Left undone

12/29/2010

While Americans applaud the achievements of the lame-duck Congress and the Obama Administration in the final weeks of 2010, they also should note what lawmakers and the White House did not do.

Most egregiously, these officials evaded their duty to enact the spending bills that keep the government running. Instead, Congress enacted a "continuing resolution" that keeps the same funding levels as the past fiscal year, which ended Sept. 30. That kicks the issue down the road until March 4.

Republican lawmakers may want to wield the power they will have in the next Congress, based on their November election success, in determining how taxpayers' money will be spent in 2011. Or maybe it was a bipartisan display of sloth and procrastination in the face of tough decision-making.

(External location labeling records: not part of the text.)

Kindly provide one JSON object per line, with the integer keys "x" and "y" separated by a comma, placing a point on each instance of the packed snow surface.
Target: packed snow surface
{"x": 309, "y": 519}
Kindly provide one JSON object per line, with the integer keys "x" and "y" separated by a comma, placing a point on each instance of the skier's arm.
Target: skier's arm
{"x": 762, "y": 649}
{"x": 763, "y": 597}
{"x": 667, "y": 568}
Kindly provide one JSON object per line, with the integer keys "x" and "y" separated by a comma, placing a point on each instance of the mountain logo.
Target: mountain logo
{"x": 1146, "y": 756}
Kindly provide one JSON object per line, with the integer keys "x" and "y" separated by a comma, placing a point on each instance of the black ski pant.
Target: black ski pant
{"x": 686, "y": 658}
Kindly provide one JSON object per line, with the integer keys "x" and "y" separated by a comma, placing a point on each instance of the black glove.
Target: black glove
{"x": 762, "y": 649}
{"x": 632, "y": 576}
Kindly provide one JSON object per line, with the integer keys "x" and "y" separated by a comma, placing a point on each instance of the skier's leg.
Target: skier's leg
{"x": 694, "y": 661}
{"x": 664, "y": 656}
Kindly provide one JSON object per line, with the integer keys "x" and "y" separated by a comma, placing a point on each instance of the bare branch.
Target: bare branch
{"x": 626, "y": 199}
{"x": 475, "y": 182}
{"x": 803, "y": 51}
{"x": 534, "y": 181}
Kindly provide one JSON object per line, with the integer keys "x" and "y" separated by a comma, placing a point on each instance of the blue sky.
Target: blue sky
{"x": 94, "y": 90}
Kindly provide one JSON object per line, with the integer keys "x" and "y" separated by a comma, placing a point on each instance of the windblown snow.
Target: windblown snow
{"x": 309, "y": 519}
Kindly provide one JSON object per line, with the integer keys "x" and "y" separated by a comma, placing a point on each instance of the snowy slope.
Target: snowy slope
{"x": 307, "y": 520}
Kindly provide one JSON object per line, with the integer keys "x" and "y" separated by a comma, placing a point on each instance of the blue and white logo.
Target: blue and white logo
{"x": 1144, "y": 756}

Either way, lawmakers should have finished the appropriations process before they went home for the holidays. They are now susceptible to the ministrations of lobbyists with cash to hand out as "campaign contributions," even though the next elections are in two years.

And members of the new Congress, which arrives in Washington next week, are unlikely to cede this largesse to the current Congress.

In any event, the downside of lawmakers' failure to act is considerable. Federal departments are left without new authorized funding levels; they can't spend more, or less, with confidence. Decisions must be tentative and provisional, awaiting new congressional action.

Departments also can't make what could be important policy shifts, based on changes of circumstances over the past year, because they don't know whether the new Congress will approve or reject their proposed budgets.

This is not the kind of government Americans have paid for, or deserve. The ougoing Congress did not complete its work. It is incumbent on the new Congress to make up for this dereliction of duty as quickly as possible.